CACAO GENOTYPIC RESPONSE TO ABIOTIC STRESSES, MANAGEMENT AND SOIL QUALITY AND THE ACQUISITION AND CHARACTERIZATION OF CACAO GERMPLASM
Sustainable Perennial Crops
2011 Annual Report
1a.Objectives (from AD-416)
1. To assess the genotypic differences of cacao and legume cover crops to abiotic stresses such as nutrient deficiency/elemental toxicities, moisture stresses, and shade.
2. Cacao management systems such as agroforestry and cover crops systems and their impact on the soil quality factors will be evaluated.
1b.Approach (from AD-416)
Fundação Pau Brasil actively promotes sustainable cacao production through collaborations with cacao research institutions. This specific cooperative agreement (SCA) will emphasize the coordination of research approaches of the USDA/ARS and all collaborating institution mentioned here and will promote sustainable cacao production research and identification of abiotic stress tolerant cacao germplasms. The agreement promotes international partnerships and cooperation with the USDA-ARS.
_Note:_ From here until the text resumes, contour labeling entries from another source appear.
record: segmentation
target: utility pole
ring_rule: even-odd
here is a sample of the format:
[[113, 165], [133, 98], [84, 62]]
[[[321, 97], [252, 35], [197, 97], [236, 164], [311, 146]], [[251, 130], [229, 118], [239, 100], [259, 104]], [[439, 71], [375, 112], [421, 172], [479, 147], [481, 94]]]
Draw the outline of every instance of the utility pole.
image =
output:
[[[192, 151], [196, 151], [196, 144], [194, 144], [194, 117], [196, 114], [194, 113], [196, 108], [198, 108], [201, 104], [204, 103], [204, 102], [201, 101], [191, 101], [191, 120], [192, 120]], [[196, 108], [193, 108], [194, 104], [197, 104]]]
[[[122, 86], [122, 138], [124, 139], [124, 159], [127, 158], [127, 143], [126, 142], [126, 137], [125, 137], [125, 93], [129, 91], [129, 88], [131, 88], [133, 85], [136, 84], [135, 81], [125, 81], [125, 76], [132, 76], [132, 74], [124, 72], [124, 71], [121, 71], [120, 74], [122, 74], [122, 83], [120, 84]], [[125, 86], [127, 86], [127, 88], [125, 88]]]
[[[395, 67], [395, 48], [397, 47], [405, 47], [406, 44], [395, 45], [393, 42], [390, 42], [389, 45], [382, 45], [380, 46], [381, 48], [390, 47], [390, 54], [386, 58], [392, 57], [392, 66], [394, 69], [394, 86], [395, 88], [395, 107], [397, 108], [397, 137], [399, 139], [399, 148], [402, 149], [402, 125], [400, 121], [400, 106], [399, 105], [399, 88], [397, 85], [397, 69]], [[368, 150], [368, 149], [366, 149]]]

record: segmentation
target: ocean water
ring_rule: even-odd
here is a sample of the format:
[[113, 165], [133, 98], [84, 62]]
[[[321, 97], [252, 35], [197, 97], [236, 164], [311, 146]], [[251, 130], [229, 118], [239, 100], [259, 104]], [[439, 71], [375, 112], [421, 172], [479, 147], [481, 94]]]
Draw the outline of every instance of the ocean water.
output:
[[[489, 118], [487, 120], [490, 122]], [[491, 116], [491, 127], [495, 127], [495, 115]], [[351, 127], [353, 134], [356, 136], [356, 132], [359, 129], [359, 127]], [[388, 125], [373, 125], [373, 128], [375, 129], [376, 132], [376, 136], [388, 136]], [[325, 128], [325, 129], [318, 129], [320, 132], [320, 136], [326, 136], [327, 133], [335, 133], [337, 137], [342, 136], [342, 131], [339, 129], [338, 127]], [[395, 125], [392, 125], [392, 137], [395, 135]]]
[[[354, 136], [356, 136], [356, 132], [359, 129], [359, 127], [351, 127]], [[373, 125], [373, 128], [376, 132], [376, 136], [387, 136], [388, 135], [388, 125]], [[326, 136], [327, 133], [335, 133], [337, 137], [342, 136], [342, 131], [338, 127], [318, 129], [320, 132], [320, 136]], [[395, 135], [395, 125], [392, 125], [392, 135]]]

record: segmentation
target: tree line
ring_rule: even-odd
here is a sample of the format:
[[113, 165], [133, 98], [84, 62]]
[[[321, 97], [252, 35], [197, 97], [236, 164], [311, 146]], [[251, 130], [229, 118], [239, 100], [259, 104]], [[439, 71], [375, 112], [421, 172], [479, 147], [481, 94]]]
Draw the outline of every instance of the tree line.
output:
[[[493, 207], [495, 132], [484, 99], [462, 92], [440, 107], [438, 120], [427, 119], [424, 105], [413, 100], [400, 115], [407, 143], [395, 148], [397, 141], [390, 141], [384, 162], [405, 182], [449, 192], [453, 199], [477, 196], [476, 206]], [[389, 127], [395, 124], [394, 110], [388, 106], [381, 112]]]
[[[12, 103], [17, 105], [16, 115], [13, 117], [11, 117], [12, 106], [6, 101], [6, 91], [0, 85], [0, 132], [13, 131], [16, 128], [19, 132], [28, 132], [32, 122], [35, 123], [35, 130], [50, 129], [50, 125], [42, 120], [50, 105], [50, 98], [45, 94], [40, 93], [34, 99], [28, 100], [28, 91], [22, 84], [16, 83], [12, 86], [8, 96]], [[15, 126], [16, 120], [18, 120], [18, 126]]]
The purpose of this Specific Cooperative Agreement is to provide a mechanism to fund collaborative research on assessment of genotypic differences of cacao and alternate crops to abiotic stresses such as nutrient deficiency/toxicities, drought, and waterlogging. Influence of agroforestry based management systems locally known as Cabruca on performance of cacao and effects on soil quality parameters is being evaluated with Brazilian researchers. This collaborative research project, is conducted with a multidisciplinary team of research scientists from CEPLAC/CEPEC (Comissao Executiva do Plano da Lavoura Cacaueira/Centro de Pesquisas de Cacau) in Itabuna, Bahia, UESC (Universidade Estadual Santa Cruz) in Ilheus, Bahia, Institute of Cabruca, Ilheus, Bahia, the UENF (Universidade Estadual de North Fluminense) Campose, RJ and National Rice and Bean Research Center of EMBRAPA (Empresa Brasileira de Pesquisa Agropecuária ) Santo de Antonio, Goias GO. Beans are useful as an inter crop and cover crop in cacao plantations. Bean genotypes tested showed a range of phosphorous use efficiencies. These findings will be useful to cacao farmers who plant phosphorous efficient bean genotypes to protect soils from erosion and improve the soil fertility and enhance cacao sustainability and yield potentials. Cacao grown under agroforestry systems promotes a continuous deposition of plant residues thereby maintaining high soil organic matter content and affecting soil fauna activities. Findings from five cacao agroforestry systems in Bahia Brazil showed that acidity, and bulk density of soil and polyphenols, and lignin content of tree litter are major factors that control the diversity and richness of soil fauna. Litter management could be a good practice to maintain healthy activities of soil fauna communities to improve production potentials of cacao agroforestry systems. Agroforestry systems adapted for cacao cultivation were evaluated for their impact on organic carbon fractions in the soil. In cacao agroforestry systems higher levels of labile organic fractions were observed in soil surface layers. These systems of cacao management play an important role in efficient nutrient cycling and sequestration of C thereby assisting the mitigation of negative impact of greenhouse effect from CO2. The progress of this agreement was monitored by e-mails and phone or personal communications.